EXCLUSIVE: Listen to The Song Allen Ginsberg Wrote For His Father
Although the voice is definitely familiar, the genre is definitely not. Could that possibly be the late Allen Ginsberg, talk-singing while accompanied by horn and guitar? In fact, it is. In conjunction with the release of the 3 CD box set “The Last Word On First Blues” released by Omnivore Recordings, the Forward presents the premiere of “Father Death Blues,” a song by the beat poet laureate himself.
“Ginsberg first tried his hand at writing and recording ‘rock & blues’ songs (with Bob Dylan) – and recorded many tracks with himself as “lead vocalist” – recording sessions that continued throughout the 1970’s and early 80’s accompanied by notable jazz, folk and rock musicians such as David Mansfield, David Amram, Jon Sholle, Happy Traum and Steven Taylor,” according to Pat Thomas, music historian, writing on behalf of the Allen Ginsberg Estate.

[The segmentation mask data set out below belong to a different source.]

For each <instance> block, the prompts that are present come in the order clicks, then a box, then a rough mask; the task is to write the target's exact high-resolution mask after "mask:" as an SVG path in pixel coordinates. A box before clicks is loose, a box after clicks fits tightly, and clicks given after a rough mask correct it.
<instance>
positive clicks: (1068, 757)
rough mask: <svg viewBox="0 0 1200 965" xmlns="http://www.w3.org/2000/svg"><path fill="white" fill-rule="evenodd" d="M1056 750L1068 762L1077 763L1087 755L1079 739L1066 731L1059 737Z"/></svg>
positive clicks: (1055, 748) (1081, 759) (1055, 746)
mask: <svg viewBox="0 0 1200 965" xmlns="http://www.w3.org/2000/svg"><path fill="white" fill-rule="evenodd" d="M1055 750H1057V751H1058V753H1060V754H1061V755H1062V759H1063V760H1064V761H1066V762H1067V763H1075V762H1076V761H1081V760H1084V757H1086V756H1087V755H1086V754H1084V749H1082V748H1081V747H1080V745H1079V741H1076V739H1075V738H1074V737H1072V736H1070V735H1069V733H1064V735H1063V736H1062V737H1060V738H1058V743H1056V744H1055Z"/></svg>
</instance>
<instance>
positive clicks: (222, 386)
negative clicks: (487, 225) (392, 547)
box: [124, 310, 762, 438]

“In the mid-1970’s,” Thomas writes. “Allen composed a poem titled “Father Death Blues” about the passing of his father Louis Ginsberg (a notable Jewish poet in his own right). “Father Death Blues” was sort of a mini-Kaddish for his father that first appeared as a poem in the 1978 City Lights book Mind Breaths. Along the way, “Father Death Blues” became a song and Allen described this 1981 recording as “to date, the most perfect of a hundred-odd live performances” – citing “Sholle’s appreciation of variable rhythms, Taylor’s lute-like guitar and delicate harmony, and Amram’s majestic French Horn double-tracked.”